The impact of Piracy on the international community is difficult to ascertain, yet the monetary and human cost is certainly far too high. Piracy sadly continues to thrive, and there has been a marked rise in attacks and kidnappings over the last decade. This is why vessels and crews continue to invest heavily in anti-Piracy measures. There are many options available that range from the cheap to the expensive, and all will have varying degrees of success depending on the situation. Below are some examples of anti-Piracy methods available.
While often seen as the least effective method of countering Piracy, simply avoiding the areas with the highest incidents of Piracy is an option available to ships. However, it does have significant advantages- for one, the added cost in time and fuel can make it counter-productive for many, and simply not a viable solution. More importantly however, studies have shown that Piracy increases in areas with the most shipping. Evasion en masse therefore may only delay Piracy and cause it to shift to other areas.
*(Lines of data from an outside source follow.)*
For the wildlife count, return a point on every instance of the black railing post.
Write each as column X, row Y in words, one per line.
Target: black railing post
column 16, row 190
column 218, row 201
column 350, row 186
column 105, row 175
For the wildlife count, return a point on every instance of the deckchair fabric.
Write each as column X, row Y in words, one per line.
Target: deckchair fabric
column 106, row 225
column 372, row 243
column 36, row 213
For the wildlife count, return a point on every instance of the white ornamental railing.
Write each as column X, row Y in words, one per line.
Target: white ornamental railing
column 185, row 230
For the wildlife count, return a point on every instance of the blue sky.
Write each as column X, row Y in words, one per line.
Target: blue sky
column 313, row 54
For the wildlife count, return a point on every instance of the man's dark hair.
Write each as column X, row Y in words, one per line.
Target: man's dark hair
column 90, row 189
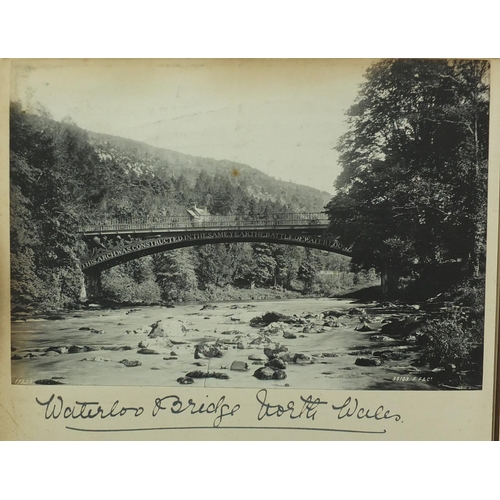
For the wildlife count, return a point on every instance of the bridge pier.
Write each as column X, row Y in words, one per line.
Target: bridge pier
column 390, row 282
column 93, row 288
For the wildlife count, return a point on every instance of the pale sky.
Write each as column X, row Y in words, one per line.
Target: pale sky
column 282, row 117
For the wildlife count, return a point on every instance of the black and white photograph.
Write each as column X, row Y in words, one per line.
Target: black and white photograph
column 249, row 223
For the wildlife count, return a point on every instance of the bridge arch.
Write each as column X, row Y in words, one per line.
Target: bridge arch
column 126, row 251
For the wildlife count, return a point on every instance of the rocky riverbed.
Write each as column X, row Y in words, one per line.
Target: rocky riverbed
column 305, row 343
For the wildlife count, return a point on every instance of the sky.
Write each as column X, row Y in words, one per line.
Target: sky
column 283, row 117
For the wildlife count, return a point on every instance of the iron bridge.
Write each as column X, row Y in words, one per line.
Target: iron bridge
column 113, row 242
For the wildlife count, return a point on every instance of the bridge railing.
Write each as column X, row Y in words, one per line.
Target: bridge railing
column 206, row 221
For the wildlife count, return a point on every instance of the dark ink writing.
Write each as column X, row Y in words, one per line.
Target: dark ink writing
column 307, row 406
column 351, row 408
column 55, row 408
column 177, row 406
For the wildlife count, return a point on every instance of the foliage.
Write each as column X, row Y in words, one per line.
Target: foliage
column 411, row 195
column 62, row 175
column 454, row 340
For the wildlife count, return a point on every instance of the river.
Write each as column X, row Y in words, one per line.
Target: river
column 89, row 347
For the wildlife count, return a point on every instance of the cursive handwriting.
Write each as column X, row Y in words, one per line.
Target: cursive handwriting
column 307, row 406
column 177, row 406
column 55, row 408
column 351, row 408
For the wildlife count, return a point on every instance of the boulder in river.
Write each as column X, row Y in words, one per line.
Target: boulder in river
column 143, row 330
column 202, row 374
column 277, row 363
column 354, row 311
column 208, row 307
column 268, row 373
column 365, row 327
column 271, row 317
column 130, row 363
column 275, row 351
column 147, row 351
column 239, row 366
column 205, row 350
column 333, row 313
column 185, row 380
column 74, row 349
column 368, row 362
column 60, row 349
column 302, row 359
column 48, row 381
column 258, row 357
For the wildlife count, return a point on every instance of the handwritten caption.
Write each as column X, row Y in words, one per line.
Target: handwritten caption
column 221, row 412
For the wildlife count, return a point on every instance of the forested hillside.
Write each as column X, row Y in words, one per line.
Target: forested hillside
column 62, row 175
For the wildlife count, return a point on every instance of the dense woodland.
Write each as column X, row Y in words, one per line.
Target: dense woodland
column 412, row 195
column 62, row 175
column 410, row 201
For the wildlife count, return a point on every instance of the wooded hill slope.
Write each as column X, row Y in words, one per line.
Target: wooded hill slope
column 62, row 175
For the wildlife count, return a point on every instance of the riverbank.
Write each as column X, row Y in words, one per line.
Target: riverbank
column 306, row 343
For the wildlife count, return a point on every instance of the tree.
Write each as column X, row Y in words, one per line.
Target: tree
column 411, row 195
column 175, row 274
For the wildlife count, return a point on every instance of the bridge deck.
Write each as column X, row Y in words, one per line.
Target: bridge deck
column 299, row 221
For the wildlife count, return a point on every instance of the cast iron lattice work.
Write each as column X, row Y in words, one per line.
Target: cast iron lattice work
column 117, row 241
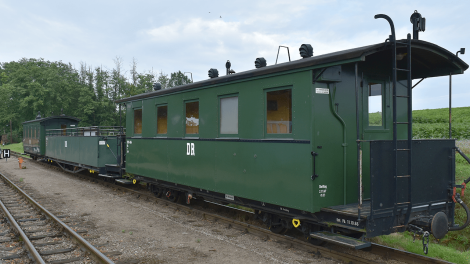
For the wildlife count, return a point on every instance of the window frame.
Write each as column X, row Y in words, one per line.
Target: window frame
column 133, row 121
column 185, row 102
column 219, row 115
column 265, row 105
column 384, row 111
column 156, row 119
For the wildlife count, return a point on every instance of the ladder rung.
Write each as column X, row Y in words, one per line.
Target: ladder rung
column 403, row 203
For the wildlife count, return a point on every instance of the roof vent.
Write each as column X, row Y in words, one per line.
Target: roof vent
column 306, row 51
column 157, row 86
column 213, row 73
column 260, row 62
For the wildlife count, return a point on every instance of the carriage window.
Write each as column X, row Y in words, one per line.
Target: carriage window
column 279, row 112
column 192, row 118
column 375, row 104
column 162, row 117
column 138, row 121
column 229, row 115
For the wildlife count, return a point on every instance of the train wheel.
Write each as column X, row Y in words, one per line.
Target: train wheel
column 172, row 195
column 274, row 223
column 157, row 191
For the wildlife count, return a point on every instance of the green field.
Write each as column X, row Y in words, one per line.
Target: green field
column 434, row 123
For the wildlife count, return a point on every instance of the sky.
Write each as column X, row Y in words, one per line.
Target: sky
column 194, row 36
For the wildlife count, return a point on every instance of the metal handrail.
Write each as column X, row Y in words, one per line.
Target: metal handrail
column 87, row 131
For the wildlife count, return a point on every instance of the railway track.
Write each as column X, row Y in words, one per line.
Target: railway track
column 29, row 232
column 206, row 212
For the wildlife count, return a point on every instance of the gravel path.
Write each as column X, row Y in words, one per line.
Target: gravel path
column 143, row 231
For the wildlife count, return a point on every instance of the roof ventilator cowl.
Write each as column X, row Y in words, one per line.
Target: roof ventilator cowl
column 213, row 73
column 306, row 51
column 157, row 86
column 260, row 62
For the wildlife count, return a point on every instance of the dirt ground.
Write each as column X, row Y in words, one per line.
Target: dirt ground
column 146, row 232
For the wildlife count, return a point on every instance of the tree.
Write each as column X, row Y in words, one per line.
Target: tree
column 178, row 78
column 164, row 80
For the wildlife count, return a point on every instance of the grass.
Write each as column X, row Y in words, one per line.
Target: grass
column 434, row 123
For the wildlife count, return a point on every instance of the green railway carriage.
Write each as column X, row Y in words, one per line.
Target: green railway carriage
column 285, row 137
column 84, row 147
column 34, row 131
column 322, row 144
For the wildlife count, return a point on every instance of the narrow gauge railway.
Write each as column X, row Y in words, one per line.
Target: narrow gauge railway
column 322, row 144
column 212, row 211
column 36, row 230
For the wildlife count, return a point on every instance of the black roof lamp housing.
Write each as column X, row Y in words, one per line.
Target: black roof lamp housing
column 260, row 62
column 213, row 73
column 419, row 24
column 306, row 51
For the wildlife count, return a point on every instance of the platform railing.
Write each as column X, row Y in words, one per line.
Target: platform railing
column 87, row 131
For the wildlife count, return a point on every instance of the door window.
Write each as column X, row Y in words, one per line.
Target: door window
column 375, row 104
column 279, row 112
However, for some ships perhaps making one-off journeys, it is an option.
This is one of the simplest tools available for vessels, and is often seen as being less effective than other methods. However, by targeting attackers with water hoses crews can make boarding impossible by creating slippery surfaces or literally pushing Pirates from their boats.
Foam is very similar to water hoses in its aim. By coating the surface of a ship in slippery foam, there is no way for Pirates to gain purchase and board. However, there are some concerns over the environmental impact of using foam.
Barbed wire is seen as a particularly aggressive solution, despite being a ‘passive’ option. The image of ships covered in barbed wire is undesirable for some, particularly smaller ships, but is undeniably effective in preventing Pirates from boarding. Barbed wire may also be intimidating to Pirates, as it displays a readiness to attackers that may deter them.
Displaying to Pirates a readiness for attack is one of the key considerations in hiring Private Security to protect ships. After all, there is little that signals a preparedness for attack than the presence of Maritime Security Operatives. Indeed, statistics have shown that vessels employing private protection have a far lower rate of boarding than other ships. However, Maritime Security can be costly, particularly when considering the equipment they need, which stretches from weapons to bullet proof vests. Similarly, they may be an unwelcome sight on civilian crafts.
Finally, there are the seemingly fantastical weapons that have nonetheless proven to be very useful in Maritime environments. By harnessing sounds far above the human threshold these ‘Long-Range Acoustic Devices (LRAD)’ can incapacitate attackers with focused sounds. These weapons are remarkably accessible and have proven effective in stopping Pirates. Other more common methods include rubber bullets and even non-lethal explosives.